Clark & Pougnaud's observation of the solitary person walking amid thousands of strangers are in many ways an extension of what Edward Hopper first explored. Hopper was one of America's most influential painters of the 20th century, depicting urban American vignettes which resonated with loneliness and isolation. Choosing deserted streets, cafes, train stations and hotel rooms as his subjects, Hopper gained an international reputation as a pictorial poet, whose paintings spoke to the plight of mankind during the Great Depression, and still carry impact today.

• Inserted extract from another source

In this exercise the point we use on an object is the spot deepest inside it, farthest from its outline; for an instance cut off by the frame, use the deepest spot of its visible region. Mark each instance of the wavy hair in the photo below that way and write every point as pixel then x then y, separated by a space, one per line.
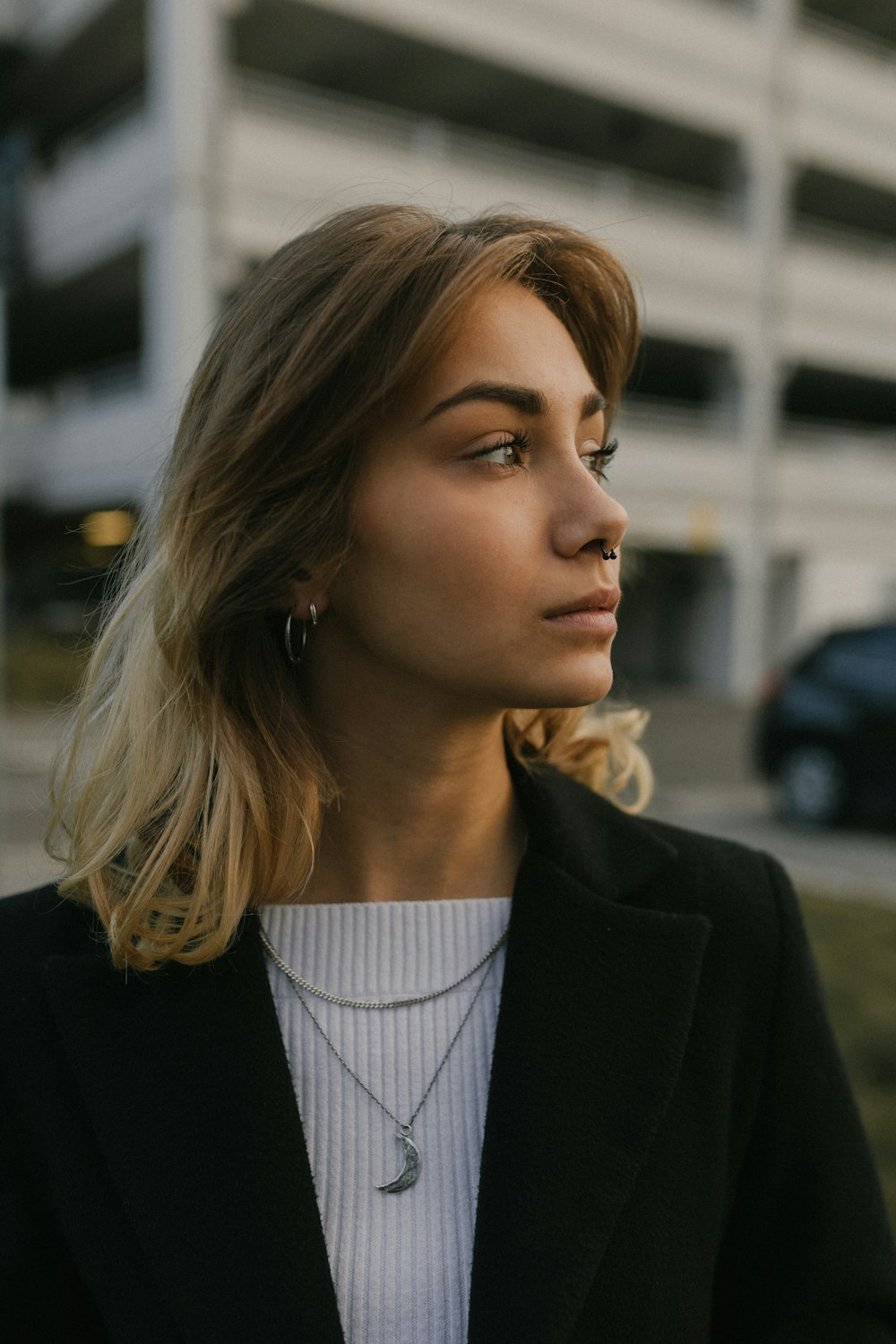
pixel 193 784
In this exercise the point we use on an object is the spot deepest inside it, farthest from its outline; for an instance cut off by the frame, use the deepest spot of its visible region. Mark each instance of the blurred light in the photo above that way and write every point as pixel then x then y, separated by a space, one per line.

"Hommage à Edward Hopper" is Clark & Pougnaud's tribute to Hopper's insight on America. Presented in nine photographs, each piece in the series begins as a miniature set-like construction which is built and painted to reference a particular painting. Once complete, this dollhouse-size structure is photographed and scanned into a computer with another photograph taken of a figure. These digital assemblages bridge the gap between painting and photography, presenting images which defy categorization. In "Hommage à Edward Hopper," the artists affirm the thematic relevance of estrangement in society, as seen in his seminal works, Nighthawks and Morning Sun.
In "Les Contes de Fees" (Fairy Tales) and "Le Parcours de Dorothy" (Dorothy's Journey), the plight of the individual continues to inspire Clark & Pougnaud, as they examine archetypical tales which have inspired generations of children to dream of princes, dwarfs, flying evil witches and talking wolves. In Elliot et Deborah, we see two young children holding hands in a magical forest of towering trees and a candy coated house; in Aurore endormie, a young maiden in a flowing white gown sleeps in a canopy bed within a palatial garden, awaiting her prince; in Bettina, a young girl in a red dress lies down for a rest in the forest grass, staring intently at the approaching viewer; in La Chute we see a young girl crouching on the ground between buildings, her red shoes glistening.
Whether referencing Hopper, The Wizard of Oz or Hansel and Gretel, Clark & Pougnaud's interest in humanity, and the choices we make which shape our identity, is the backbone of one of the smartest and most striking bodies of work today.
Christophe Clark, whose father is American, was born in France in 1963. He grew up in a family of photographers and opened his own Paris studio at the age of twenty. In 1995, he started working with digital photography. Virginie Pougnaud was born in France in 1962. In 1987 she moved to New York City to study at the Parson School of Design and the Academy of Fine Arts. In 1993, she moved back to France where she met Christophe Clark.
We are thrilled to be hosting their American debut.